Singles from Io canto 2/Yo canto 2
- "La mia storia tra le dita / Mi historia entre tus dedos / Quem de nós dois / Mon histoire entre les doigts" Released: September 12, 2025; "Eso y más" Released: November 14, 2025; "Ritorno ad amare" Released: December 5, 2025; "La dernière chanson (Due vite)" Released: January 16, 2026; "16 marzo" Released: February 6, 2026; "Mariposa Tecknicolor" Released: February 19, 2026; "Immensamente" Released: April 24, 2026;

= Io canto 2 =

Io canto 2 and Yo canto 2 (English: I sing 2) are the sixteenth studio albums by Italian singer Laura Pausini. The Italian-language edition was released on February 6, 2026, while the Spanish-language edition was released on March 13, 2026, by Warner Music.

==Background==
In September 2025, Pausini publicly announced that she was working on a new cover album, twenty years after the 2006 studio album Io canto, with which she won the Latin Grammy Award for Best Female Pop Vocal Album with the Spanish version.

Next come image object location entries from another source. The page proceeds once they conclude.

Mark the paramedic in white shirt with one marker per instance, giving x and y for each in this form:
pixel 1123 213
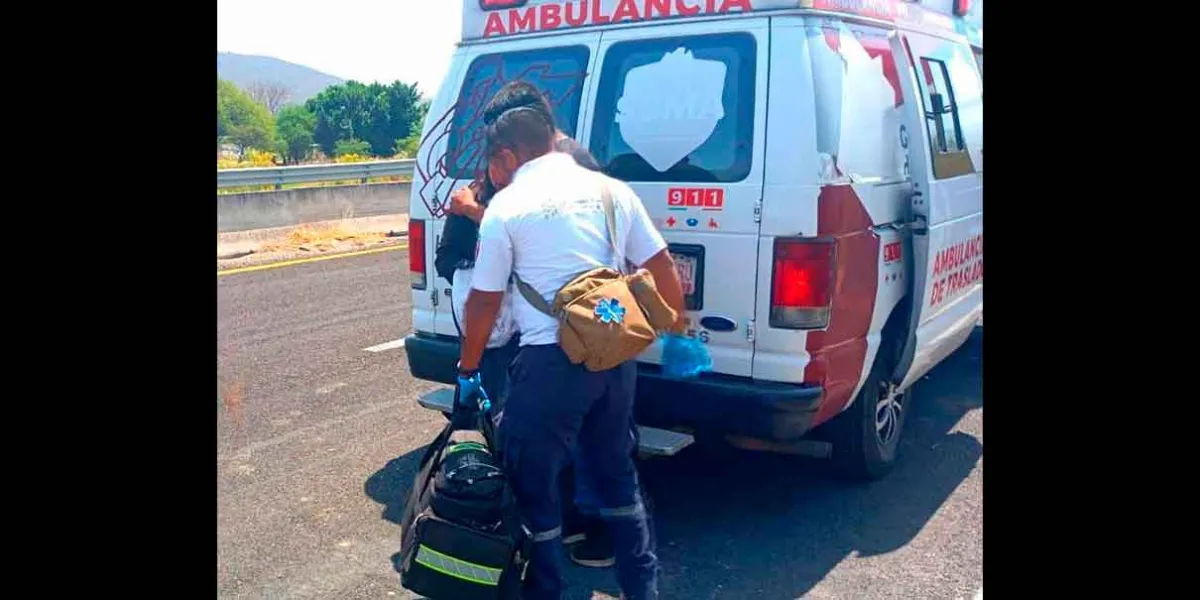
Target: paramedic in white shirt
pixel 547 226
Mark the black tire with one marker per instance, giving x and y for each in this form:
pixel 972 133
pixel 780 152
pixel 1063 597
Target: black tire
pixel 862 450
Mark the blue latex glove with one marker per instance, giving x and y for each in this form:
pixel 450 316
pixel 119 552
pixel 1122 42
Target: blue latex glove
pixel 684 358
pixel 471 388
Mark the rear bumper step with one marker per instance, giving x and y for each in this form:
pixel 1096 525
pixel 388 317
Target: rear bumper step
pixel 652 441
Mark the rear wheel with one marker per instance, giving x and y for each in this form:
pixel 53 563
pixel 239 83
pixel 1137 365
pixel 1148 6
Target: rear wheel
pixel 867 436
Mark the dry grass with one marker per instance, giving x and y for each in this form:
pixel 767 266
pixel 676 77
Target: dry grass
pixel 323 238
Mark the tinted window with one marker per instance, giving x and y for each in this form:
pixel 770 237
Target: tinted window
pixel 952 95
pixel 677 109
pixel 557 72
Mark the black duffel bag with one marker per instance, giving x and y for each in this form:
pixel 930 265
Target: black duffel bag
pixel 461 534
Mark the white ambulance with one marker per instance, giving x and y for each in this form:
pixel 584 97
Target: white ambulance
pixel 816 167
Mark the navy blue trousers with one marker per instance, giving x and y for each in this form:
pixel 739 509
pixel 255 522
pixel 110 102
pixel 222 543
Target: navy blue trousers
pixel 557 413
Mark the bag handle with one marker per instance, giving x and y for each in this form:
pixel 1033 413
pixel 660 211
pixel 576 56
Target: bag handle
pixel 610 217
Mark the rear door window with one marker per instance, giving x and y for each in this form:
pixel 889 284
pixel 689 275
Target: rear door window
pixel 559 75
pixel 677 109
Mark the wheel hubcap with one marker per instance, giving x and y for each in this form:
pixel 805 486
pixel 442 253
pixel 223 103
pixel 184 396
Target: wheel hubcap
pixel 887 413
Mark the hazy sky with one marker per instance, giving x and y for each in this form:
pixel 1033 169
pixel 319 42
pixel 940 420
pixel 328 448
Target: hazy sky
pixel 363 40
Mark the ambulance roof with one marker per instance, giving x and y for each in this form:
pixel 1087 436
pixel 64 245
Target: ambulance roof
pixel 489 19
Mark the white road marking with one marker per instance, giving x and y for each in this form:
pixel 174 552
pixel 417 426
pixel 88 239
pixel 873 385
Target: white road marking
pixel 387 346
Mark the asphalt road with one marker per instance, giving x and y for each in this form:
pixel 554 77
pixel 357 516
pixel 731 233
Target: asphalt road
pixel 318 439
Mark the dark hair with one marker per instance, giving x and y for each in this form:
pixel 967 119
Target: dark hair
pixel 525 130
pixel 515 95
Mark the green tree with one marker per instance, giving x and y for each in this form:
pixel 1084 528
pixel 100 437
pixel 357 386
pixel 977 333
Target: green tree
pixel 246 123
pixel 377 114
pixel 295 125
pixel 345 147
pixel 406 148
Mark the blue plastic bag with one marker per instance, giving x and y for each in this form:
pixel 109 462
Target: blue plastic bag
pixel 684 358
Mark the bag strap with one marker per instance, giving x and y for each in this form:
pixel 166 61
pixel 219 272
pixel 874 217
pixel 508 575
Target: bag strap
pixel 610 217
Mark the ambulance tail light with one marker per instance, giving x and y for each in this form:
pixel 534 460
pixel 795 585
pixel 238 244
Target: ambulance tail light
pixel 802 283
pixel 417 252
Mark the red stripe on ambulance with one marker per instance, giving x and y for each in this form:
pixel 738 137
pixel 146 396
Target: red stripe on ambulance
pixel 838 354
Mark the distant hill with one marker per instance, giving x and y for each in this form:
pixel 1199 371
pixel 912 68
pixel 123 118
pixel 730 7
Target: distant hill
pixel 301 82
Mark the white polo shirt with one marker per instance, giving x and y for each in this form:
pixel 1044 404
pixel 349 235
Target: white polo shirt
pixel 549 226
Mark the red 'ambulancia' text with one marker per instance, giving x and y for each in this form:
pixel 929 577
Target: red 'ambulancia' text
pixel 591 12
pixel 957 268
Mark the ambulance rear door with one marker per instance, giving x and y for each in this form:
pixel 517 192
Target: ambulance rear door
pixel 679 114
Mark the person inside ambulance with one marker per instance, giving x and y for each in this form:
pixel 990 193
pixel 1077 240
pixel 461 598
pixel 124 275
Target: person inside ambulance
pixel 586 534
pixel 543 225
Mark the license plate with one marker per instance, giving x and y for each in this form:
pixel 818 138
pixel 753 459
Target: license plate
pixel 689 261
pixel 685 265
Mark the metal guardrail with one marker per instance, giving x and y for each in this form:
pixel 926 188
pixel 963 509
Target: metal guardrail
pixel 309 173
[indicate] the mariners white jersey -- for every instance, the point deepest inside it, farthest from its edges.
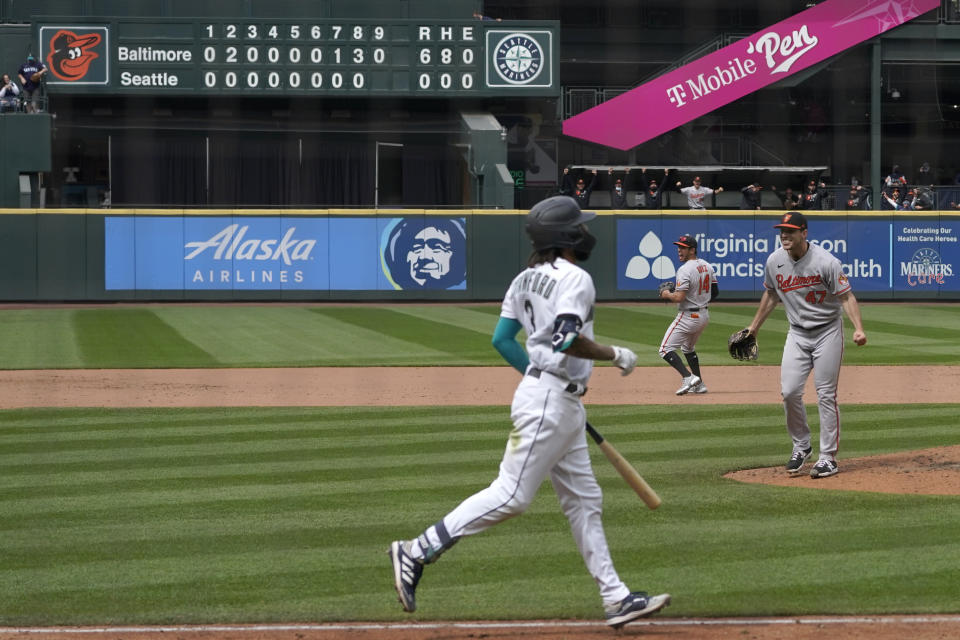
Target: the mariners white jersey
(536, 297)
(696, 195)
(808, 287)
(695, 277)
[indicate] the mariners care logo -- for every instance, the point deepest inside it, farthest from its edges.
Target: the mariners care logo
(518, 59)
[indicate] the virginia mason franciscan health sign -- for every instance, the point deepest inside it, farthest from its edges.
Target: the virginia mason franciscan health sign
(738, 69)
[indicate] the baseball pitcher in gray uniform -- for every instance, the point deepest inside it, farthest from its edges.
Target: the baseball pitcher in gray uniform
(811, 284)
(696, 286)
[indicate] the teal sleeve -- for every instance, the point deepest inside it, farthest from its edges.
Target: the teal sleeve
(505, 342)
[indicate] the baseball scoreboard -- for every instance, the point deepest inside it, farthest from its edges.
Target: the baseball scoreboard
(362, 57)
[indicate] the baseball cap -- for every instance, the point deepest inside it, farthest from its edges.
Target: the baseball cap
(686, 240)
(792, 220)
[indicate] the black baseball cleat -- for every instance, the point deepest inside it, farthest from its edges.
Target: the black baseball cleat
(824, 468)
(636, 605)
(795, 463)
(406, 575)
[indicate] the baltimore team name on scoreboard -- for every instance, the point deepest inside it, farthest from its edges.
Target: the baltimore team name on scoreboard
(341, 57)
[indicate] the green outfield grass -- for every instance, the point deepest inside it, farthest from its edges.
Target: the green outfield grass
(229, 515)
(284, 515)
(421, 335)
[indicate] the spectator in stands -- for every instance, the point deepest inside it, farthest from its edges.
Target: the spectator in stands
(9, 95)
(696, 194)
(566, 183)
(751, 197)
(814, 196)
(789, 199)
(892, 200)
(618, 190)
(925, 200)
(895, 179)
(653, 193)
(31, 75)
(859, 198)
(578, 190)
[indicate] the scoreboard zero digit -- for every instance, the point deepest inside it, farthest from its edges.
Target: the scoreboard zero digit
(323, 57)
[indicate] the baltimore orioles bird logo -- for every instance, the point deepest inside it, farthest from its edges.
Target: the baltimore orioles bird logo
(70, 54)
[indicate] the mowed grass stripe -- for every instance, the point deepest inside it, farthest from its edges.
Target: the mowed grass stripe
(65, 421)
(133, 338)
(271, 336)
(251, 336)
(448, 342)
(38, 339)
(245, 536)
(481, 321)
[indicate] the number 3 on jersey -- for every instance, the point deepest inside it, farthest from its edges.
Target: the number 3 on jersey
(704, 284)
(815, 297)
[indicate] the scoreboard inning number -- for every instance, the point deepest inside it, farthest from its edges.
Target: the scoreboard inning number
(335, 56)
(390, 57)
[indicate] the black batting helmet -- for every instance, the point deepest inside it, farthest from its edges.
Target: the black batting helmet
(556, 223)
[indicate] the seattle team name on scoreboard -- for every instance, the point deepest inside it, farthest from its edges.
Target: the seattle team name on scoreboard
(336, 57)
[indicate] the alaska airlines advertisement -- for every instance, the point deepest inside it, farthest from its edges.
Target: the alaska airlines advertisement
(282, 253)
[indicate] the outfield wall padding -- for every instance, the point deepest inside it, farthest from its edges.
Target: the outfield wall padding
(396, 255)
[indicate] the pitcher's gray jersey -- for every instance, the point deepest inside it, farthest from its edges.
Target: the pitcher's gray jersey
(808, 287)
(536, 297)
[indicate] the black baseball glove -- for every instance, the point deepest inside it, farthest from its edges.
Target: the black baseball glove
(742, 345)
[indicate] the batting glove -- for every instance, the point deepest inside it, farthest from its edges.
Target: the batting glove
(625, 359)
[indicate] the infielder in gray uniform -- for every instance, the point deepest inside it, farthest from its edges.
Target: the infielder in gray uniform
(696, 286)
(811, 283)
(552, 300)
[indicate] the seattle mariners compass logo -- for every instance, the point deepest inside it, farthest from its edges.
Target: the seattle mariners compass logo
(518, 59)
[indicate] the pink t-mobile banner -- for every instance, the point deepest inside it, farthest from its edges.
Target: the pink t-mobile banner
(740, 68)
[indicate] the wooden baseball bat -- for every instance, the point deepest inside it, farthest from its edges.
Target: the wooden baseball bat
(626, 470)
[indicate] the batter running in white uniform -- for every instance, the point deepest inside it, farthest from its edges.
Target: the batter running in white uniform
(552, 301)
(810, 282)
(696, 286)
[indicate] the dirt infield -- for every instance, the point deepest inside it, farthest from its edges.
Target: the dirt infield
(935, 471)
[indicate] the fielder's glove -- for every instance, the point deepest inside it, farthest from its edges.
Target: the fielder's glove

On October 21, 2025, Pausini revealed the cover of the new albums on her social media profiles, both of which feature the same font used for the first cover album, Io canto. On December 16, 2025, she announced the release date of Io canto 2, released February 6, 2026, and Yo canto 2 scheduled for March 13, 2026, making known the tracklist and the available versions. On January 22, 2026, the duets of the tracklist in Italian were announced, followed by the duets of the tracklist in Spanish on February 10, 2026.

==Promotion==
The first single from the project was La mia storia tra le dita, released simultaneously in all the languages in which it was recorded: Italian, Spanish (Mi historia entre tus dedos), Portuguese (Quem de nós dois) and, for the first time, French (Mon histoire entre les doigts). Subsequently, in Italy, Ritorno ad amare by Biagio Antonacci was released as the second single and 16 marzo as the third in duet with Achille Lauro.

La dernière chanson (Due vite) with Julien Lieb was also released as a single in France, followed by Eso y más with Yami Safdie in Spain and Latin America.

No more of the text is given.